China's securities watchdog says it will continue to buy shares to stabilise the equity market after it sustained its biggest one-day loss in more than eight years on 27 July.
The state-funded China Securities Finance Corporation (CSFC), which has already pumped billions into the country's troubled stock market, will continue purchasing shares, "dispelling rumours that the national margin trading service provider has backed off from stabilising the stock market", the Xinhua agency reported.
The China Securities Regulatory Commission (CSRC) was also investigating "huge stock sell-offs by some individuals and will punish any malicious short-selling", it added.
Major shareholders in five listed companies were under investigation by the CSRC for allegedly selling company shares - in breach of a six-month ban in place that forbids big stakeholders from selling equities.
The regulator was also looking into two other companies for "margin financing outside approved channels", Xinhua said.
The benchmark Shanghai Composite index plunged 8.5% earlier, the biggest one-day fall since February 2007.
It came after a private gauge of Chinese manufacturing activity unexpectedly hit a 15-month low, signalling a slowdown in growth ahead for the world's second largest economy.
Investors were also worried by reports that the CSFC had started to return money it borrowed from commercial lenders ahead of schedule.
Official figures released on 27 July showed industrial profits fell 0.3% from a year earlier in June, further dampening risk sentiment.

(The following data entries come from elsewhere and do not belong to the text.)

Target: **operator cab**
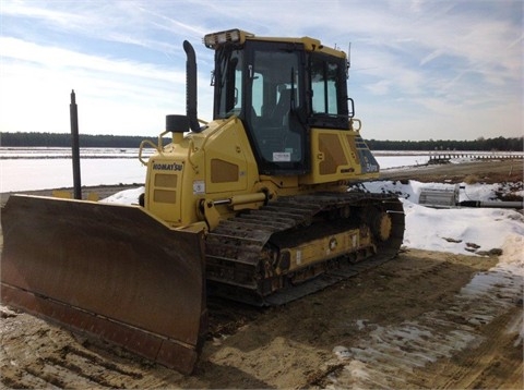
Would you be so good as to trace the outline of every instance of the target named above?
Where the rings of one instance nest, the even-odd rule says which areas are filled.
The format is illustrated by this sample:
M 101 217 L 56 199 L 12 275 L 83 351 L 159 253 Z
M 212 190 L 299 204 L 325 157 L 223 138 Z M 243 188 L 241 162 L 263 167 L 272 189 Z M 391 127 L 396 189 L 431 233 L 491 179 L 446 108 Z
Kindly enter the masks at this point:
M 262 174 L 310 171 L 311 127 L 348 130 L 347 61 L 311 38 L 205 36 L 215 49 L 214 119 L 242 120 Z

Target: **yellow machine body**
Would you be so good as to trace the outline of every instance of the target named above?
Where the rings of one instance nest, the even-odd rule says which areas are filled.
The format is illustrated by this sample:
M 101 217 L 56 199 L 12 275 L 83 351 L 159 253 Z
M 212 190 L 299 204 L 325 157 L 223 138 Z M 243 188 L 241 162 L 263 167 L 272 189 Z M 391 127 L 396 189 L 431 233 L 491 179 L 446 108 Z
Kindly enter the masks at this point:
M 184 41 L 187 112 L 141 144 L 140 205 L 12 196 L 1 220 L 2 302 L 184 374 L 209 294 L 286 303 L 394 257 L 404 233 L 395 196 L 348 191 L 379 164 L 354 118 L 345 52 L 239 29 L 204 45 L 213 120 L 196 117 Z

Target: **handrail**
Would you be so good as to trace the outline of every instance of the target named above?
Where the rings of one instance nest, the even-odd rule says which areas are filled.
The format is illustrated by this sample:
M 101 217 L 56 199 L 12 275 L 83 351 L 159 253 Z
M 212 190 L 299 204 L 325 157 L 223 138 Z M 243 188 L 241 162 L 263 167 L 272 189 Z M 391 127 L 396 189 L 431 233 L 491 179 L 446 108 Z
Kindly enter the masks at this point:
M 354 123 L 354 122 L 357 122 L 357 123 L 358 123 L 358 127 L 355 129 L 355 127 L 353 126 L 353 123 Z M 350 123 L 350 126 L 349 126 L 349 127 L 350 127 L 353 131 L 355 131 L 355 132 L 359 132 L 360 129 L 362 129 L 362 121 L 360 121 L 360 120 L 357 119 L 357 118 L 352 118 L 352 119 L 349 120 L 349 123 Z
M 158 148 L 157 145 L 155 145 L 152 141 L 150 139 L 144 139 L 140 143 L 140 149 L 139 149 L 139 160 L 140 162 L 142 162 L 144 166 L 147 164 L 147 161 L 145 161 L 144 159 L 142 159 L 142 149 L 145 147 L 145 145 L 150 145 L 150 146 L 153 146 L 153 148 L 155 148 L 158 153 L 162 153 L 160 149 Z

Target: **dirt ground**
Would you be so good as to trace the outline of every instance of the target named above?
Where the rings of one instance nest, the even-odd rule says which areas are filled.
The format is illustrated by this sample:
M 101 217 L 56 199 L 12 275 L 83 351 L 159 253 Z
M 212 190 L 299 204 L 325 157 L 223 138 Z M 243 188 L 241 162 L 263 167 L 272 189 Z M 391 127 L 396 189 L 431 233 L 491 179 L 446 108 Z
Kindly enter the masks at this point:
M 490 161 L 383 178 L 516 182 L 522 174 L 522 161 Z M 210 336 L 192 376 L 0 306 L 0 386 L 522 389 L 523 280 L 501 261 L 404 249 L 284 306 L 210 298 Z

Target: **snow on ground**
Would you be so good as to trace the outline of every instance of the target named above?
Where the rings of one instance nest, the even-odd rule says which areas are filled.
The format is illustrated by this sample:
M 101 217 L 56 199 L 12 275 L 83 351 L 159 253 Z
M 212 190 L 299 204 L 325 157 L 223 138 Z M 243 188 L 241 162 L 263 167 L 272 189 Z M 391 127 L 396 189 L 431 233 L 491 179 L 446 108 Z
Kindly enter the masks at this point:
M 492 200 L 501 184 L 461 184 L 460 200 Z M 524 237 L 524 216 L 513 209 L 499 208 L 451 208 L 434 209 L 418 205 L 422 188 L 453 188 L 453 184 L 420 183 L 409 181 L 367 182 L 360 185 L 366 191 L 397 194 L 404 204 L 406 231 L 404 246 L 456 254 L 488 255 L 500 254 L 504 243 L 515 237 Z M 109 198 L 107 203 L 138 204 L 144 187 L 122 191 Z M 515 245 L 522 249 L 522 240 Z M 520 256 L 523 253 L 516 252 Z

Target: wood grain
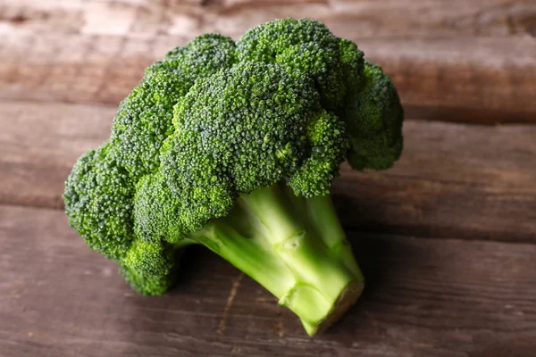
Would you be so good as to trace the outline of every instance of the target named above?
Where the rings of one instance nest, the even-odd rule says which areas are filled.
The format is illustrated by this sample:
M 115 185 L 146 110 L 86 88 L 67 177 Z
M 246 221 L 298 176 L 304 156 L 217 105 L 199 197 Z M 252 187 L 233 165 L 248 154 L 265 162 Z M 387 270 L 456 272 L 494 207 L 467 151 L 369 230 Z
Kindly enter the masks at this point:
M 414 118 L 536 122 L 533 1 L 0 1 L 4 99 L 116 105 L 192 37 L 291 15 L 356 41 Z
M 63 182 L 83 152 L 109 136 L 115 110 L 2 103 L 0 203 L 62 208 Z M 346 227 L 421 237 L 535 242 L 536 127 L 408 120 L 395 167 L 333 187 Z
M 534 245 L 349 232 L 365 292 L 332 329 L 310 339 L 269 293 L 247 277 L 237 284 L 240 273 L 201 247 L 183 262 L 176 288 L 142 297 L 61 212 L 0 207 L 0 218 L 4 357 L 459 357 L 495 356 L 482 353 L 505 345 L 530 356 L 536 349 Z

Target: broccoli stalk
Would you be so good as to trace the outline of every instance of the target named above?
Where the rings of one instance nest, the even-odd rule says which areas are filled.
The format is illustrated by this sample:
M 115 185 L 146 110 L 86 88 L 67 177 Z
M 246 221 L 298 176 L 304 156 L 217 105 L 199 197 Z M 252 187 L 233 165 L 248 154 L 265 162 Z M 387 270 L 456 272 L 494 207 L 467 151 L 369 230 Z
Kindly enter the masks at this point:
M 190 237 L 273 294 L 311 336 L 338 320 L 364 287 L 329 195 L 298 197 L 281 184 L 260 188 Z
M 73 166 L 65 212 L 141 294 L 167 291 L 182 247 L 202 244 L 314 335 L 364 286 L 331 183 L 345 160 L 389 169 L 403 119 L 389 76 L 322 22 L 276 20 L 237 42 L 202 35 L 121 103 L 110 138 Z

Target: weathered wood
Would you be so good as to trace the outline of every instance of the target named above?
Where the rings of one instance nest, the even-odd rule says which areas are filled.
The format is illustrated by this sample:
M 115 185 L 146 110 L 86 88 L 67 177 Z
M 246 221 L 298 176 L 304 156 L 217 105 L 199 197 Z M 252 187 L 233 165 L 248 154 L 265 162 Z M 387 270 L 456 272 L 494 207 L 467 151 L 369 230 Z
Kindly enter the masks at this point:
M 187 255 L 176 288 L 142 297 L 61 212 L 1 207 L 0 218 L 5 357 L 458 357 L 505 346 L 530 356 L 536 348 L 534 245 L 350 232 L 365 292 L 310 339 L 269 293 L 200 247 Z
M 356 41 L 414 118 L 536 122 L 532 1 L 4 3 L 0 98 L 117 104 L 188 38 L 292 15 Z
M 78 156 L 109 136 L 115 109 L 3 103 L 0 203 L 62 208 Z M 536 127 L 408 120 L 395 167 L 343 165 L 334 199 L 346 227 L 423 237 L 536 239 Z

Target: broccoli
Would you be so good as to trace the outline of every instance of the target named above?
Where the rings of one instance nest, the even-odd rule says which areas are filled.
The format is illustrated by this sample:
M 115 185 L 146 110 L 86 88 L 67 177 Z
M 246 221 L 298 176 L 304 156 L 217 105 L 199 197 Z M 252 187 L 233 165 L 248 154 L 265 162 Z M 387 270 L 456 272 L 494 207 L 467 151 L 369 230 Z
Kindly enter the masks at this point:
M 384 170 L 404 112 L 381 67 L 322 23 L 281 19 L 236 43 L 200 36 L 151 65 L 110 138 L 75 163 L 63 195 L 88 245 L 144 295 L 205 245 L 253 278 L 310 336 L 364 284 L 330 197 L 347 160 Z

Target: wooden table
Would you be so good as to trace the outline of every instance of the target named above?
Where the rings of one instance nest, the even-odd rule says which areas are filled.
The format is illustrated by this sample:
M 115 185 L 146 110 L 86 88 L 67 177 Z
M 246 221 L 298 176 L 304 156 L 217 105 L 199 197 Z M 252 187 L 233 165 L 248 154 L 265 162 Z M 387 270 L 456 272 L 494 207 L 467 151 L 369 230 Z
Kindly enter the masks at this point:
M 200 247 L 138 295 L 61 198 L 147 65 L 285 16 L 356 41 L 407 112 L 392 170 L 334 185 L 367 286 L 314 338 Z M 0 0 L 0 355 L 536 355 L 535 36 L 533 0 Z

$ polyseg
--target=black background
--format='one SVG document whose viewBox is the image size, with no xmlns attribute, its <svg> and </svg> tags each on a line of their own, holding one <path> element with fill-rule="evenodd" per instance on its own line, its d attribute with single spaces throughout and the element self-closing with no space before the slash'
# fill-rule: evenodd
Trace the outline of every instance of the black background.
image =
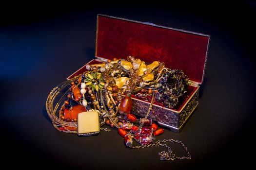
<svg viewBox="0 0 256 170">
<path fill-rule="evenodd" d="M 246 168 L 253 163 L 256 3 L 157 2 L 1 5 L 2 165 L 121 170 Z M 211 35 L 198 109 L 180 133 L 166 130 L 157 137 L 182 141 L 191 160 L 161 161 L 160 147 L 129 150 L 116 129 L 79 137 L 51 125 L 45 108 L 47 95 L 93 58 L 98 14 Z"/>
</svg>

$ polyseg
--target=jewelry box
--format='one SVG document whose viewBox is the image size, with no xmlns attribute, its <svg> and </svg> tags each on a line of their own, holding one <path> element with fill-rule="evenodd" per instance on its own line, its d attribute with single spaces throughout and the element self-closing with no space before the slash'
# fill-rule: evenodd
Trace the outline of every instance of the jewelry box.
<svg viewBox="0 0 256 170">
<path fill-rule="evenodd" d="M 165 67 L 178 69 L 189 77 L 187 97 L 177 109 L 154 104 L 149 117 L 160 125 L 179 132 L 198 105 L 210 36 L 182 30 L 122 18 L 98 15 L 95 59 L 67 78 L 86 71 L 86 65 L 114 58 L 134 56 L 148 63 L 163 62 Z M 132 96 L 131 113 L 143 117 L 150 101 Z"/>
</svg>

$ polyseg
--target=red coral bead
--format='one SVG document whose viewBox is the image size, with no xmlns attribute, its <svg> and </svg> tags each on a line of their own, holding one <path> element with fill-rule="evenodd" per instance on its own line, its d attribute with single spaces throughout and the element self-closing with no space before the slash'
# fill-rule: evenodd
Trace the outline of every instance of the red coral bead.
<svg viewBox="0 0 256 170">
<path fill-rule="evenodd" d="M 72 89 L 73 93 L 75 97 L 75 100 L 78 101 L 82 97 L 82 94 L 80 93 L 80 89 L 78 88 L 78 86 L 75 85 L 72 85 L 71 88 Z"/>
<path fill-rule="evenodd" d="M 142 127 L 141 128 L 141 131 L 140 132 L 140 134 L 144 135 L 149 135 L 151 133 L 151 129 L 148 127 Z"/>
<path fill-rule="evenodd" d="M 126 117 L 130 121 L 136 121 L 136 120 L 137 119 L 137 118 L 136 118 L 135 115 L 131 113 L 127 114 Z"/>
<path fill-rule="evenodd" d="M 132 127 L 132 130 L 134 132 L 136 132 L 138 130 L 138 126 L 133 126 Z"/>
<path fill-rule="evenodd" d="M 119 134 L 119 135 L 120 135 L 121 136 L 123 137 L 124 137 L 124 136 L 125 136 L 125 135 L 127 134 L 127 132 L 122 128 L 118 129 L 118 133 Z"/>
<path fill-rule="evenodd" d="M 143 136 L 140 137 L 139 142 L 141 144 L 149 144 L 153 142 L 152 138 L 150 136 Z"/>
<path fill-rule="evenodd" d="M 156 123 L 152 123 L 150 127 L 153 129 L 154 131 L 156 131 L 158 129 L 158 126 Z"/>
<path fill-rule="evenodd" d="M 163 129 L 159 129 L 156 131 L 156 132 L 154 132 L 154 135 L 155 136 L 158 136 L 158 135 L 160 135 L 162 134 L 163 133 Z"/>
<path fill-rule="evenodd" d="M 133 144 L 133 137 L 130 135 L 126 135 L 124 137 L 124 144 L 127 147 L 131 147 Z"/>
<path fill-rule="evenodd" d="M 130 113 L 131 110 L 132 110 L 132 99 L 130 97 L 123 97 L 118 106 L 119 113 L 121 114 Z"/>
</svg>

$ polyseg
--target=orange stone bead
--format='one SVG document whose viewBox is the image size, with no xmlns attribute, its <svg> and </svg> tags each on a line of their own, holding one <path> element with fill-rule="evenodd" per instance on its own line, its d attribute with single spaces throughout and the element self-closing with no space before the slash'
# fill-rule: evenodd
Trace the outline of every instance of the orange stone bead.
<svg viewBox="0 0 256 170">
<path fill-rule="evenodd" d="M 154 132 L 154 135 L 155 136 L 158 136 L 158 135 L 160 135 L 162 134 L 163 133 L 163 129 L 159 129 L 156 131 L 156 132 Z"/>
<path fill-rule="evenodd" d="M 132 99 L 129 96 L 124 96 L 118 106 L 118 110 L 121 114 L 130 113 L 132 109 Z"/>
<path fill-rule="evenodd" d="M 152 123 L 150 127 L 153 129 L 154 131 L 156 131 L 158 129 L 158 126 L 156 123 Z"/>
<path fill-rule="evenodd" d="M 137 118 L 134 114 L 131 113 L 126 115 L 126 117 L 131 121 L 135 121 L 137 119 Z"/>
<path fill-rule="evenodd" d="M 75 100 L 76 101 L 78 101 L 82 97 L 82 94 L 80 93 L 80 89 L 78 88 L 78 86 L 75 85 L 72 85 L 71 88 L 75 97 Z"/>
<path fill-rule="evenodd" d="M 149 94 L 152 94 L 153 93 L 153 90 L 152 89 L 150 88 L 150 89 L 148 89 L 148 93 Z"/>
<path fill-rule="evenodd" d="M 137 126 L 133 126 L 132 128 L 132 130 L 133 132 L 136 132 L 138 129 L 138 127 Z"/>
<path fill-rule="evenodd" d="M 127 134 L 127 132 L 125 131 L 125 130 L 124 129 L 119 128 L 118 129 L 118 133 L 121 136 L 124 137 L 124 136 Z"/>
<path fill-rule="evenodd" d="M 77 105 L 73 106 L 71 109 L 66 108 L 64 110 L 64 115 L 66 119 L 74 119 L 78 118 L 79 113 L 86 112 L 86 109 L 84 106 Z"/>
</svg>

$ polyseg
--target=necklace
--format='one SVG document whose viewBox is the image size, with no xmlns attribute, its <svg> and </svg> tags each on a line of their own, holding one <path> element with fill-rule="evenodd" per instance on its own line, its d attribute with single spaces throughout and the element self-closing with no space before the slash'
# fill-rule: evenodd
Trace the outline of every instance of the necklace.
<svg viewBox="0 0 256 170">
<path fill-rule="evenodd" d="M 180 141 L 171 139 L 154 142 L 155 137 L 162 134 L 164 130 L 159 128 L 149 118 L 157 94 L 158 98 L 159 97 L 158 91 L 161 90 L 161 92 L 166 93 L 166 91 L 162 90 L 163 87 L 168 90 L 168 86 L 171 86 L 167 80 L 170 75 L 175 78 L 174 82 L 177 82 L 178 85 L 176 85 L 176 83 L 171 85 L 175 92 L 180 96 L 185 92 L 184 85 L 187 79 L 183 76 L 182 72 L 170 71 L 164 68 L 163 63 L 154 61 L 146 65 L 131 56 L 128 56 L 127 60 L 114 58 L 105 63 L 88 65 L 86 68 L 88 70 L 86 72 L 55 88 L 49 95 L 46 109 L 56 129 L 64 132 L 76 133 L 78 114 L 84 111 L 96 111 L 98 113 L 100 125 L 106 124 L 112 128 L 117 127 L 118 134 L 124 137 L 126 147 L 131 149 L 164 147 L 167 151 L 158 153 L 161 160 L 191 159 L 187 147 Z M 175 74 L 176 72 L 179 74 Z M 159 84 L 162 86 L 161 89 L 157 89 Z M 69 85 L 71 87 L 53 109 L 54 99 Z M 131 96 L 134 94 L 144 98 L 151 97 L 148 111 L 145 117 L 139 119 L 130 113 L 133 102 Z M 174 96 L 171 97 L 179 97 L 175 95 L 173 93 Z M 66 95 L 67 100 L 61 106 L 59 117 L 56 118 L 55 113 L 59 106 L 59 103 Z M 177 105 L 177 100 L 175 101 L 169 106 Z M 72 105 L 72 101 L 77 104 Z M 139 125 L 137 126 L 135 123 Z M 100 129 L 110 131 L 107 128 Z M 134 139 L 140 145 L 134 146 Z M 177 156 L 167 145 L 168 142 L 180 144 L 187 155 Z"/>
</svg>

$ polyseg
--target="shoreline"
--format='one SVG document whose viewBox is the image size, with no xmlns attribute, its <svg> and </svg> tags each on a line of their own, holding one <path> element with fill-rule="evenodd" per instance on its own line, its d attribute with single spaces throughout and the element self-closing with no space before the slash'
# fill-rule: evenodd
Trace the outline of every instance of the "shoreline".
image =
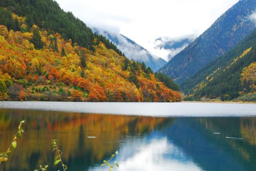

"The rise during the past two to three weeks was too big, so the market needs to correct itself," Haitong Securities analyst Zhang Qi told the AFP news agency.
"There is also uncertainty about how the government support measures will exit the market."
Beijing has rolled out several measures to help stabilise its stock markets, including raising the limit for insurers to invest in blue chip stocks and barring major shareholders from selling stock for a six-month period.